Van der Waals magnets based heterostructures

Layered van der Waals (vdW) magnets have attracted significant recent interests due to their novel physical properties and potential applications in spintronics. These vdW magnets may be insulators or conductors, ferromagnets and/or antiferromagnets, and may even host other exotic magnetic states such as spin liquids. As transferrable layered 2D materials, they can be easily interfaced with other materials to form hybrids and heterostructures. This talk will present some recent efforts along these lines, where we have fabricated various hybrids and heterostructures interfacing vdW/2D magnets with other (both vdW and non-vdW) materials and characterized them with optical (such as MOKE and Raman) and transport measurements.
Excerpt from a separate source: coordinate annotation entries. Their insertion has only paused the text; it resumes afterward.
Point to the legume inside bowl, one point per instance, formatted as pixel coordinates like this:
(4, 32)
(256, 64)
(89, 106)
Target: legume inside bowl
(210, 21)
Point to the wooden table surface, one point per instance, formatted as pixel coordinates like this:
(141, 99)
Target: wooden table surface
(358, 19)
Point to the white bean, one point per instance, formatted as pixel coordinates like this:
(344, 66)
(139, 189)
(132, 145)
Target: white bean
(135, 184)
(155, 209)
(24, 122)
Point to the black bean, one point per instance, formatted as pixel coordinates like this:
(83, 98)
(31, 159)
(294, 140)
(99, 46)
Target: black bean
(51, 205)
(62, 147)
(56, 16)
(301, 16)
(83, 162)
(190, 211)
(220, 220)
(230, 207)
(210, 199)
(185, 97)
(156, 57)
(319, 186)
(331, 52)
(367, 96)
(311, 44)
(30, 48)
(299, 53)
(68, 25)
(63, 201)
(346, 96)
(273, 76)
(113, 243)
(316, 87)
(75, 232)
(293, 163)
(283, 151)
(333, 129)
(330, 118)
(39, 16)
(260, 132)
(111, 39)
For example, interfacing ferromagnetic (FM) CrGeTe3 (CGT) layers with NiO (a common antiferromagnetic oxide) leads to significantly enhanced FM Curie temperature (from ~60K to ~120K) and coercive field in CGT, suggesting enhanced magnetic anisotropy. Further studies suggest that wrinkle formation and strains play important roles in the enhanced magnetism. We also interfaced 2D magnets with strongly spin-orbit-coupled materials (including topological insulators and spin-Hall heavy metals) and studied various proximity induced transport phenomena to probe/engineer relevant spintronic order. Interfacing and heterostructuring open many possibilities to modify and probe the magnetism, as well as using the magnetism in these vdW magnets to influence and induce additional electronic/magnetic phenomena in other materials and in the hybrids.